お別れの記念日|片想い文芸部
ナルさんの下記記事に参加させていただきました。
よろしくお願いします。
「月が綺麗だから、今日は勝手に記念日にしようよ」
そう言ったのは、ルナだった。
思いつきで動く彼女に、僕はいつもついていく。
高校の帰り道。夏が始まったばかりの夜。
公園のブランコに座ったルナが、ゆらゆら揺れながら言った。
「ショウって、星みたい」
唐突すぎるその言葉に、僕は咳き込みそうになった。
「……それはどういう意味で言ってる?」
「いつも空の上で見守ってるの。私が変なこと言っても、黙ってついてきてくれるしさ」
「変なことって……ルナが変なのは、今に始まったことじゃないでしょ」
「えー、ひどくない?」
笑いながら、ルナは肩をすくめた。
ルナとは、保育園からずっと一緒だ。
近所に住んでいて、家族ぐるみの付き合いもある。
いわゆる“幼なじみ”。
でも最近、なんだか胸のあたりがギューッと苦しくなる。ルナを見つめる僕の眼差しが、以前とは違ってきている。
“好き”の温度が、変わってきたんだと思う。

「私さ、夏が終わったら引っ越すんだ」
さらっと言われた、その一言で
目の前が真っ白になった。
「……は?」
「うん。お父さんの転勤で。隣の県だけど、もう一緒に学校通えなくなると思う」
「そんなの……初耳……」
「言おうと思ってたけど、言えなかったんだ」
ルナは空を見たまま、淡々と言った。
それがルナだった。いつも自由で、ふわっとしてて、でもちゃんと、自分の中で何かを決めてるようにも見える。
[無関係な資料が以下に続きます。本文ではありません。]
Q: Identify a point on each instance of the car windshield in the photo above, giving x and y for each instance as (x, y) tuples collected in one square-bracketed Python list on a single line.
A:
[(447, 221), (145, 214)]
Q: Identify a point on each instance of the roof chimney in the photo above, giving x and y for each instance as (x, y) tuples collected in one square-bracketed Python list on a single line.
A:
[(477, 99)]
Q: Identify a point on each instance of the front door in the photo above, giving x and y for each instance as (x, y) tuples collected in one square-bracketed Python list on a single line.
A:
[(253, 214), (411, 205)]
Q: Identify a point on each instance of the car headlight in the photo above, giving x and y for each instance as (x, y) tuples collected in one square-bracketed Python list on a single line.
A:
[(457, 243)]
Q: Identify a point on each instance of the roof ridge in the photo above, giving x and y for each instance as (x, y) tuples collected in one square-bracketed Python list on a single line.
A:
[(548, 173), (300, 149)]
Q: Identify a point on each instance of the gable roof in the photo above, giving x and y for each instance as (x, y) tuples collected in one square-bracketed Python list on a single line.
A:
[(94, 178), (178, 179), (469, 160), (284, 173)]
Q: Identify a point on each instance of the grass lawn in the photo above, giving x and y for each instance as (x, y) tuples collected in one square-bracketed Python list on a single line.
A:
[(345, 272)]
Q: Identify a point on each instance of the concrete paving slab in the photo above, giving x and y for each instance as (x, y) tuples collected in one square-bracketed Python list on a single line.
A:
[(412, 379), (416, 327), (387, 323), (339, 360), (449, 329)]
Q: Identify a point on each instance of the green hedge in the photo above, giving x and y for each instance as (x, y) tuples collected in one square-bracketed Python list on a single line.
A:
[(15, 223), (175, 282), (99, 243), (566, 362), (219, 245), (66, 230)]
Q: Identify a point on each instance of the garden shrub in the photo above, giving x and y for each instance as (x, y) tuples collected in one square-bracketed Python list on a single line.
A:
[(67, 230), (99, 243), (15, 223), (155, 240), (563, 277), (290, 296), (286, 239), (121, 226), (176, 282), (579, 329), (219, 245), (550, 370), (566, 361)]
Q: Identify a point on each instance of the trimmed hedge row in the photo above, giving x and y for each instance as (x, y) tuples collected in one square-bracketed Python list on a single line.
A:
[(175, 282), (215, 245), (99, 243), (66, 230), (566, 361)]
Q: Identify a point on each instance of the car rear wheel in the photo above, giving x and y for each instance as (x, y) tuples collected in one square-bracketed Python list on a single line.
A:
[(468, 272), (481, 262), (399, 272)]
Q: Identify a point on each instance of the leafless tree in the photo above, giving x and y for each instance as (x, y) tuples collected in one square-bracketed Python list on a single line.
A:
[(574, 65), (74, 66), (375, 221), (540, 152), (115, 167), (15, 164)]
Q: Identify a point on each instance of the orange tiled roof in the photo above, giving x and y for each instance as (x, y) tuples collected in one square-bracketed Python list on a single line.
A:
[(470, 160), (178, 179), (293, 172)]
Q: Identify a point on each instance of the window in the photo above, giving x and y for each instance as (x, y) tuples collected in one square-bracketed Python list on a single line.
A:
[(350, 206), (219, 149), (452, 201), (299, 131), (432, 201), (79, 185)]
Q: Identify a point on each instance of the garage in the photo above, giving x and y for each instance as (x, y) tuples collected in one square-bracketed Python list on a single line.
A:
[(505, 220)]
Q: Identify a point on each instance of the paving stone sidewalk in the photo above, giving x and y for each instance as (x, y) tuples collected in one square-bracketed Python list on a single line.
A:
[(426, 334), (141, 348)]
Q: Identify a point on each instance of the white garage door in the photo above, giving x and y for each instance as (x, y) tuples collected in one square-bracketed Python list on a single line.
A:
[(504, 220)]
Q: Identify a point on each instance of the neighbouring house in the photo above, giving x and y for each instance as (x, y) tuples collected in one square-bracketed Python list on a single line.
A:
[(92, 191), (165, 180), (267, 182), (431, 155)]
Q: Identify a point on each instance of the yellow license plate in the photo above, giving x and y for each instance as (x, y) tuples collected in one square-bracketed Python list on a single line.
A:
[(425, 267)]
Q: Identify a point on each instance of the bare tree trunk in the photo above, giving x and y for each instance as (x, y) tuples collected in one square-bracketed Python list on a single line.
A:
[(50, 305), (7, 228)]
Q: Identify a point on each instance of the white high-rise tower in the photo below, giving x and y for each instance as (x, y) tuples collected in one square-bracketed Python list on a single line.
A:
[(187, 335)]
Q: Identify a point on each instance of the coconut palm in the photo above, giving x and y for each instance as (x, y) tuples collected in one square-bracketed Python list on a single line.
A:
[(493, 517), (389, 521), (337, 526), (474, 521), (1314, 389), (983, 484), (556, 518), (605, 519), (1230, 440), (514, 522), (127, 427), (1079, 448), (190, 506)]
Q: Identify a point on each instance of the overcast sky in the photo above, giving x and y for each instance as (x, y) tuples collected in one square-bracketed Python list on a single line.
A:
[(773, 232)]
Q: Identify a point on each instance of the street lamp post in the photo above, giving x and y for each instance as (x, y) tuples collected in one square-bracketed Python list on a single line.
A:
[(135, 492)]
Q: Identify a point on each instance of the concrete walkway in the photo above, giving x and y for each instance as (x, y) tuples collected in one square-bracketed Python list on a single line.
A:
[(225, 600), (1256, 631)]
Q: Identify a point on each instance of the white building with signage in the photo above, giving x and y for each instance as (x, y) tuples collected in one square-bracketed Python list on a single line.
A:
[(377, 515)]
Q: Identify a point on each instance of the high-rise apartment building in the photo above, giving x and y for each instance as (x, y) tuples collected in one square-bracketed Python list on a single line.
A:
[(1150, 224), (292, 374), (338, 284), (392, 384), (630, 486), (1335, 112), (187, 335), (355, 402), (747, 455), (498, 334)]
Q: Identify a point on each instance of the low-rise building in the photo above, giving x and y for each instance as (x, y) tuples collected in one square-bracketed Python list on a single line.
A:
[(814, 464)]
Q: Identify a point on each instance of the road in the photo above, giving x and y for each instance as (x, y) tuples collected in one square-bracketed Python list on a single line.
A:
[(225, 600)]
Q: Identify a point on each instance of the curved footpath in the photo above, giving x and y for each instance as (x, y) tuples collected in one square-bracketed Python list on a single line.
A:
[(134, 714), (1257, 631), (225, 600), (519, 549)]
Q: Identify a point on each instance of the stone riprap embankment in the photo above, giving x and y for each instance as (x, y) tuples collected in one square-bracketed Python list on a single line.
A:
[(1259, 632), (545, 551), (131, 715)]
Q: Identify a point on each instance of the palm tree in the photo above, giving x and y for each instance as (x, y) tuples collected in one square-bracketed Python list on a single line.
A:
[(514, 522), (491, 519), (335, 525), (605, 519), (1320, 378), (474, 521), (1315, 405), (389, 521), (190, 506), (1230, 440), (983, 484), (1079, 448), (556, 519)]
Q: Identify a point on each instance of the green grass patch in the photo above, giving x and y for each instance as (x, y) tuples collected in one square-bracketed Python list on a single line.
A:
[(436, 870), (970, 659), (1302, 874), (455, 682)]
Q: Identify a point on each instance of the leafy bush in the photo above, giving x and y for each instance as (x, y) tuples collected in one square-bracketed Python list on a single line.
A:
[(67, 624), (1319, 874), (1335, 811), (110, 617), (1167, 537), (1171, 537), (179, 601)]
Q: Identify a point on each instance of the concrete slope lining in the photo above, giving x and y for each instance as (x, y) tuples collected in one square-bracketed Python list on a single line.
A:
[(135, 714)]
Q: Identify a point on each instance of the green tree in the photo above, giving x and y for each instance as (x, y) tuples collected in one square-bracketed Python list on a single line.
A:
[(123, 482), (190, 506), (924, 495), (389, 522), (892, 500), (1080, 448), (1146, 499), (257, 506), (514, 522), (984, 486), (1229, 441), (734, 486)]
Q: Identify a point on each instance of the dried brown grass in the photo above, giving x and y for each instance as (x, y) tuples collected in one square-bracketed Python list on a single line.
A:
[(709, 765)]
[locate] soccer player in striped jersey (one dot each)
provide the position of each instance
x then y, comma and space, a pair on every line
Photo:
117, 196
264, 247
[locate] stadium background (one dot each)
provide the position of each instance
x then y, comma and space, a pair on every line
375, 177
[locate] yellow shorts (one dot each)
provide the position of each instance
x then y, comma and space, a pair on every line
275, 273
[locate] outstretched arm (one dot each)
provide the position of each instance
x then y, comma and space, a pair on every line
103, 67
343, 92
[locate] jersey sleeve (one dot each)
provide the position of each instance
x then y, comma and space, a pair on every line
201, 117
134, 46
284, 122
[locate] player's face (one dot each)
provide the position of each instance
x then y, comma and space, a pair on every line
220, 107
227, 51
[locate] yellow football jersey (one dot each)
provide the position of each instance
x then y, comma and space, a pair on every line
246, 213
するとルナは、ブランコを思いきり漕いで、前へジャンプして着地した。
その瞬間──
「いたっ!」
しゃがみ込んで足を押さえる。
「大丈夫? どうなった?」
「ひねったっぽい。これは歩けないかも」
「え!? ほら」
僕はしゃがんで、おんぶの体勢をとった。
歩けるかどうかなんて、正直どうでもよかった。
「やったー、ありがとう」
ふわっとルナが背中にかぶさる。
彼女の温度や匂いに包まれた瞬間、なぜだか涙が出そうになった。
こんなふうに彼女を背負うのも、これが最後かもしれない。
ルナが耳元でつぶやく。
「ねぇ、ショウ」
「ん?」
「月が綺麗だね」
「……それって」
(どういう意味で……)
そう訊こうとしたけど、ルナが遮った。
「子どもの頃もさ、こうやっておんぶしてくれたよね。覚えてる?」
「覚えてるよ。すぐこけるもんな、お前」
「あれね、ほとんどウソなの。ショウにおんぶしてもらえるのが嬉しかったの。ごめんね」
「そんなの、わかってたよ」
ルナは背中から降りると、少し前を歩いた。
僕はその後ろ姿を見つめながら訊いた。
「今日はなんの記念日なの?」
「忘れた。それは、あんまり重要じゃないから」
そのあと、ふたりで黙って空を見ていた。
ルナのあの態度は、まるで「気持ちは言わなくていい、わかってるから」と伝えているようだった。
行き場のない僕の想いは、喉の奥でつっかえて
そのまま、月に吸い込まれていった。
「ねぇ、もし私が“月”だとしたら、ショウは何?」
そう訊かれて、僕は少しだけ考えて答えた。
「星だろ。自分で言ってたじゃん。
きっといつでも、ルナのことを見守るから」
「ふふ、じゃあ安心して月の旅に出られるね」
そう言って笑ったルナを、僕はちゃんと見ていた。
きっと、あの笑顔をずっと忘れない。
そして─夏が終わった。
ルナは引っ越していった。
連絡先は知っている。でも、なかなか送れない。
ルナからも連絡は来ない。
でも、それでいいと思ってる。
きっと、あの夜が答えだったんだ。
月が綺麗だから、今日は勝手に記念日にしよう。
あの言葉は、さようならの代わりだったのかもしれない。
お別れの記念日。
でも、僕の心には今も、
あの日の月がやさしく浮かんでいる。